Defying Mother Nature
Where human behavior is concerned, insight has value only if it leads to change. Any good AERIE class can tell you exactly how to avoid getting killed by an avalanche, but that won't stop you from putting yourself on complex snowpacks.
In fact, it might even make it more likely.
You can make a sport of catching yourself breaking your own rules—be it pushing on for the summit past an ironclad turnaround time, or skiing the very same slope you've just decided to avoid.
According to Robin Hanson and Kevin Simler's The Elephant in the Brain, we do this not because we're hopelessly irrational, but because our brains were built to follow Mother Nature's orders—not our own.
And Mother Nature wants you to taunt that tiger.
If you've ever spent any time being human, it's a compelling argument. But the power of the "Elephant" thesis is also its weakness: if our brains are masters of self-deception, what can we possibly do about it?
It's what author and journalist Robert Wright calls an unhelpful insight—one that isn't likely, on its own, to make your life any better.
In 2003 Wright was pondering the mystery of powdered sugar donuts. Specifically, he was lamenting his inability to stop eating them. Ten years earlier he'd written The Moral Animal, one of the foundational works of evolutionary psychology, in which he'd argued natural selection shaped our brains to mislead and even enslave us.
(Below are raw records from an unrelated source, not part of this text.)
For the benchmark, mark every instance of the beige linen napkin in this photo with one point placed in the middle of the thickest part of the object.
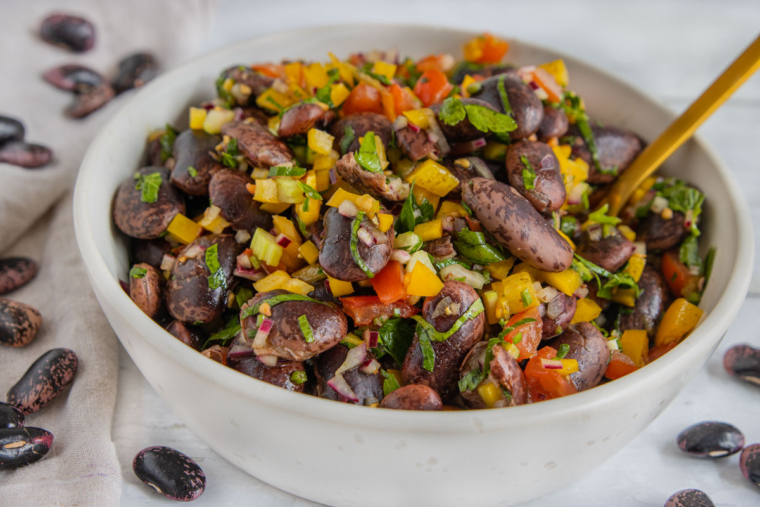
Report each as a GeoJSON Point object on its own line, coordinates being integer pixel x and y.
{"type": "Point", "coordinates": [36, 221]}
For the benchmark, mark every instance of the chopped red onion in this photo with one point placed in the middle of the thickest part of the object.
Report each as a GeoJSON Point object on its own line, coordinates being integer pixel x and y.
{"type": "Point", "coordinates": [354, 358]}
{"type": "Point", "coordinates": [370, 367]}
{"type": "Point", "coordinates": [371, 338]}
{"type": "Point", "coordinates": [339, 384]}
It was a provocative thesis—one that would later influence Hanson and Simler when they were writing their own "Elephant." But knowing about it didn't make much difference when it came to craving donuts.
Wright wanted to find a way to make evolutionary psychology's insights actionable—not just to better deal with donuts, but also things like anxiety, depression, and suffering, which he believed were a natural result of our programming.
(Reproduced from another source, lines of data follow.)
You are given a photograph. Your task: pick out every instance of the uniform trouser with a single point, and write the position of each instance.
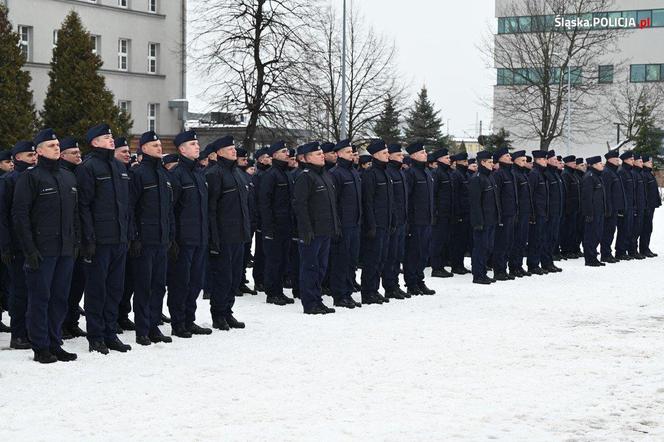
(592, 236)
(375, 254)
(536, 240)
(646, 232)
(344, 253)
(48, 289)
(185, 281)
(149, 287)
(276, 263)
(625, 228)
(440, 244)
(418, 239)
(503, 243)
(258, 271)
(395, 251)
(483, 241)
(76, 293)
(226, 270)
(314, 259)
(103, 291)
(608, 233)
(18, 298)
(551, 239)
(460, 243)
(518, 252)
(568, 232)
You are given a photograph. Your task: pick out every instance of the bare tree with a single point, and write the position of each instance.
(249, 51)
(536, 61)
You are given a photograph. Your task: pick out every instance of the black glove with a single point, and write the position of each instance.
(173, 251)
(7, 258)
(135, 248)
(33, 260)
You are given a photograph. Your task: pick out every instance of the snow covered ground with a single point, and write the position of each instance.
(573, 356)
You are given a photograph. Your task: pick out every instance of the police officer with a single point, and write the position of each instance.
(484, 216)
(378, 222)
(420, 220)
(70, 158)
(314, 203)
(524, 214)
(594, 207)
(274, 203)
(569, 226)
(509, 205)
(538, 220)
(230, 227)
(152, 237)
(653, 201)
(345, 249)
(443, 197)
(45, 216)
(24, 156)
(615, 200)
(396, 243)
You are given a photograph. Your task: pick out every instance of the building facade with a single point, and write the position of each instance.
(636, 58)
(141, 44)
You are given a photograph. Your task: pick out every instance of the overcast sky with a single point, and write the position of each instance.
(437, 45)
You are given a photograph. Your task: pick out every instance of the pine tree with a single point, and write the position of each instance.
(17, 112)
(387, 126)
(423, 123)
(77, 97)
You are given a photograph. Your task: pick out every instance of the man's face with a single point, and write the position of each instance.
(71, 155)
(103, 142)
(123, 154)
(49, 149)
(317, 158)
(190, 149)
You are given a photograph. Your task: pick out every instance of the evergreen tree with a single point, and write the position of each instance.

Disillusioned with traditional strategies of self-control, Wright decided to attend a silent meditation retreat in rural Massachusetts. He was drawn there by claims that Buddhism could help us better apprehend reality.
Buddhists believe human suffering is caused by an inability to see the world clearly, and that via the practice of mindful meditation, we can learn to better apprehend the truth about the world—and ourselves—and thus reduce suffering.
Those beliefs struck Wright as curiously similar to the ideas he'd explored in "The Moral Animal."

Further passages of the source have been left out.